Jesús Ferrero
El fotógrafo Yann Arthus-Bertrand subió hace algún tiempo hasta la cima del Kilimanjaro en un helicóptero y al dirigir la mirada hacia el monte quedó petrificado. La cúspide de la montaña sagrada “parecía surcada de profundas cuchilladas, como la piel gris de un animal muerto, agrietada por el calor y la sequía, y había desaparecido casi toda la nieve”.
Hemingway creía que las nieves del Kilimanjaro eran eternas. Se lo habían dicho los nativos y él lo creía. En su magnífica novela Las nieves del Kilimanjaro, nos presenta a un cazador americano que está agonizando y que recuerda su vida. El cazador mira de vez en cuando la montaña que tiene frente a él, admira su cima. Siente que al morir su alma volará hasta las nieves del Kilimanjaro, implacablemente blancas.
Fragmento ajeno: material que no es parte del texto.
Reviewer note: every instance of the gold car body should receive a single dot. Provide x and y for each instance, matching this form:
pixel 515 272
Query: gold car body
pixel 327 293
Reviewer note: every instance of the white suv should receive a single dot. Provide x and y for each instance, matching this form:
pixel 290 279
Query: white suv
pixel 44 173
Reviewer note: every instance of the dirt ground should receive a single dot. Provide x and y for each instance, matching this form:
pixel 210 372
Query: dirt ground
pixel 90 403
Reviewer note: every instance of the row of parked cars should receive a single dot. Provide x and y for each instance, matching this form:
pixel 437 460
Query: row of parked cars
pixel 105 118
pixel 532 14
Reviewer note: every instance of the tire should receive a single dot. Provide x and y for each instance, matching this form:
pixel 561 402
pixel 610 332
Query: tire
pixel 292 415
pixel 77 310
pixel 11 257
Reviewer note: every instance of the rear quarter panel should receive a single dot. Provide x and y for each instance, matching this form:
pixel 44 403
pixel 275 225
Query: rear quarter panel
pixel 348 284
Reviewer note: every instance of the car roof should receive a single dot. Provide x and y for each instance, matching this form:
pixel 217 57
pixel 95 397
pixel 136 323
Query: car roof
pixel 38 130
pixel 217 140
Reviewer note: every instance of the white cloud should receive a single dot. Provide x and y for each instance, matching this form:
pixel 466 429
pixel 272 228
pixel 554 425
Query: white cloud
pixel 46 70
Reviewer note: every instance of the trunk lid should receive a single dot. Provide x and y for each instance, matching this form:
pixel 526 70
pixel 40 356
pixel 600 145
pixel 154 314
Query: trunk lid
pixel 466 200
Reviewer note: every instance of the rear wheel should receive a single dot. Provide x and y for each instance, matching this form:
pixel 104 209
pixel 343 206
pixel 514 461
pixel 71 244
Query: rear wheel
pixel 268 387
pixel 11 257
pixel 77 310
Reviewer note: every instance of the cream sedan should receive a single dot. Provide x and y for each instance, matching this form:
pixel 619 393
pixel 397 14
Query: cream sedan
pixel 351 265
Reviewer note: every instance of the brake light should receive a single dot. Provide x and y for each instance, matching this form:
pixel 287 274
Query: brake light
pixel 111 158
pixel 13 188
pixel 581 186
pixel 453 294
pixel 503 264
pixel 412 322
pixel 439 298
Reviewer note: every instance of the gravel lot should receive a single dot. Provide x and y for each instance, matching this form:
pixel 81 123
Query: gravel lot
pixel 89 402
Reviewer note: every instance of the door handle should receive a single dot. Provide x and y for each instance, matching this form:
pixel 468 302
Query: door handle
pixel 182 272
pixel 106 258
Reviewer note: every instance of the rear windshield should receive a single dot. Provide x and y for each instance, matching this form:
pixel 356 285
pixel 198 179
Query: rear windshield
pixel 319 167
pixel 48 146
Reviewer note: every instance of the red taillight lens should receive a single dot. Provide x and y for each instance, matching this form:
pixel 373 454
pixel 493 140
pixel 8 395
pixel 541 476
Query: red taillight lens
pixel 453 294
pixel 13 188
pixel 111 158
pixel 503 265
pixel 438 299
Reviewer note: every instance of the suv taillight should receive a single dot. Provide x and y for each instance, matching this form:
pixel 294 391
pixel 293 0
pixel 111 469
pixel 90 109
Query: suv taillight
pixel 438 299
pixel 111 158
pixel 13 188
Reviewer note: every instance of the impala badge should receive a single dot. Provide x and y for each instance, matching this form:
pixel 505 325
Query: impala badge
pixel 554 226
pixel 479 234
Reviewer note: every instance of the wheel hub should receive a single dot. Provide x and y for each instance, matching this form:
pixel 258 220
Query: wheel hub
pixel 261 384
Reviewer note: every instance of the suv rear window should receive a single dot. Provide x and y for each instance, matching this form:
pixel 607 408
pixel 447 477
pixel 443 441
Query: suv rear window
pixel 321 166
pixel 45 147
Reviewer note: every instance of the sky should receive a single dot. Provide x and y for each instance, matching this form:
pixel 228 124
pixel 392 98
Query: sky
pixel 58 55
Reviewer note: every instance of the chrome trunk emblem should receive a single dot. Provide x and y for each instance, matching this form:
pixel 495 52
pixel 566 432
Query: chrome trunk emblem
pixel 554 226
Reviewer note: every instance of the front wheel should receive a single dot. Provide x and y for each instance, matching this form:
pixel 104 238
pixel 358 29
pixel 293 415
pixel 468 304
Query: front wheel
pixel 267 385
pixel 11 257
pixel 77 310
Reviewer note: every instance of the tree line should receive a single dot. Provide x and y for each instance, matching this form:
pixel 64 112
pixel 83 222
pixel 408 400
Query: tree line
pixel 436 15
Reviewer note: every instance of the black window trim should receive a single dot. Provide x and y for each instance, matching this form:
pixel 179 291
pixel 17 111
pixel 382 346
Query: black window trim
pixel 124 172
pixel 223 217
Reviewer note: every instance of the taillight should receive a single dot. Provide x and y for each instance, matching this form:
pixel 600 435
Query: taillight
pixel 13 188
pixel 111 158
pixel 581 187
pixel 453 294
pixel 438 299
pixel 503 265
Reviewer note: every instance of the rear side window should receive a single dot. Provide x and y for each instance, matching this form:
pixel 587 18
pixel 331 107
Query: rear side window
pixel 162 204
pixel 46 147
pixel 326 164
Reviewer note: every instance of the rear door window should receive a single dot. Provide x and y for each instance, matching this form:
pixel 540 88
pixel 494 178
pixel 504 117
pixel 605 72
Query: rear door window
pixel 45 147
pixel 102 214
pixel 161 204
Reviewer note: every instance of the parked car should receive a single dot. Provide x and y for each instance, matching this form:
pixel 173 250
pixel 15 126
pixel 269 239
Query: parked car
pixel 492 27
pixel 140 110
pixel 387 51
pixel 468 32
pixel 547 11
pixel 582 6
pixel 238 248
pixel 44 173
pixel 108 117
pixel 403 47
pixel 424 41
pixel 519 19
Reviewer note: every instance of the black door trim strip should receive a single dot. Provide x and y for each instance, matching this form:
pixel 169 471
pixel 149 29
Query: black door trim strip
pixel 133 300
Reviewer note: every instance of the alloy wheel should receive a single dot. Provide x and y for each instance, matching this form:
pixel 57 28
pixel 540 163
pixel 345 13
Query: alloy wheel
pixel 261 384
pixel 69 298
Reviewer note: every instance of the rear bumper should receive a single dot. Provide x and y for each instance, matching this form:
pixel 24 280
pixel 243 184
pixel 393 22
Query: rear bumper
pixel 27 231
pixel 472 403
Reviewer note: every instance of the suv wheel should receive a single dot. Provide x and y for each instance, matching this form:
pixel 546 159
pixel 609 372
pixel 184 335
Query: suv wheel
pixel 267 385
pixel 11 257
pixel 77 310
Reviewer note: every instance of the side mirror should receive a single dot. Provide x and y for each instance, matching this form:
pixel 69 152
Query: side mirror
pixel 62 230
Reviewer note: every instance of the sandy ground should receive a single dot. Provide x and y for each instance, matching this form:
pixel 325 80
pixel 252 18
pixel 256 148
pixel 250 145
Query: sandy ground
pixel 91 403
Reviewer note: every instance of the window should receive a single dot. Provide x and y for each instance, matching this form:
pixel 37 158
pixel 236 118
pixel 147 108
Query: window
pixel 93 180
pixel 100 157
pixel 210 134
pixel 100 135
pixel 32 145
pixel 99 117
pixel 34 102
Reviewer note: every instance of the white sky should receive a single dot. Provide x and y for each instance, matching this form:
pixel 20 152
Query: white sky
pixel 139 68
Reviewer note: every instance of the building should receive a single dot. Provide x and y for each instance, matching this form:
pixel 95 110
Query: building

Se equivocó el cazador de la novela. Las nieves del Kilimanjaro ya se están yendo. Los nativos de la comarca tiemblan. Sus espíritus se están quedando sin morada, sin la blancura que sellaba sus memorias, y cuando los espíritus no hallan cobijo dejan de ser entidades protectoras.
Se equivocó Hemingway, se equivocó el cazador, se equivocaron los nativos que proyectaban en las nieves de la roca su idea de la eternidad. Estamos en otra historia.
Las divinidades protectoras están desapareciendo. Lo vemos muy bien en esta pandemia.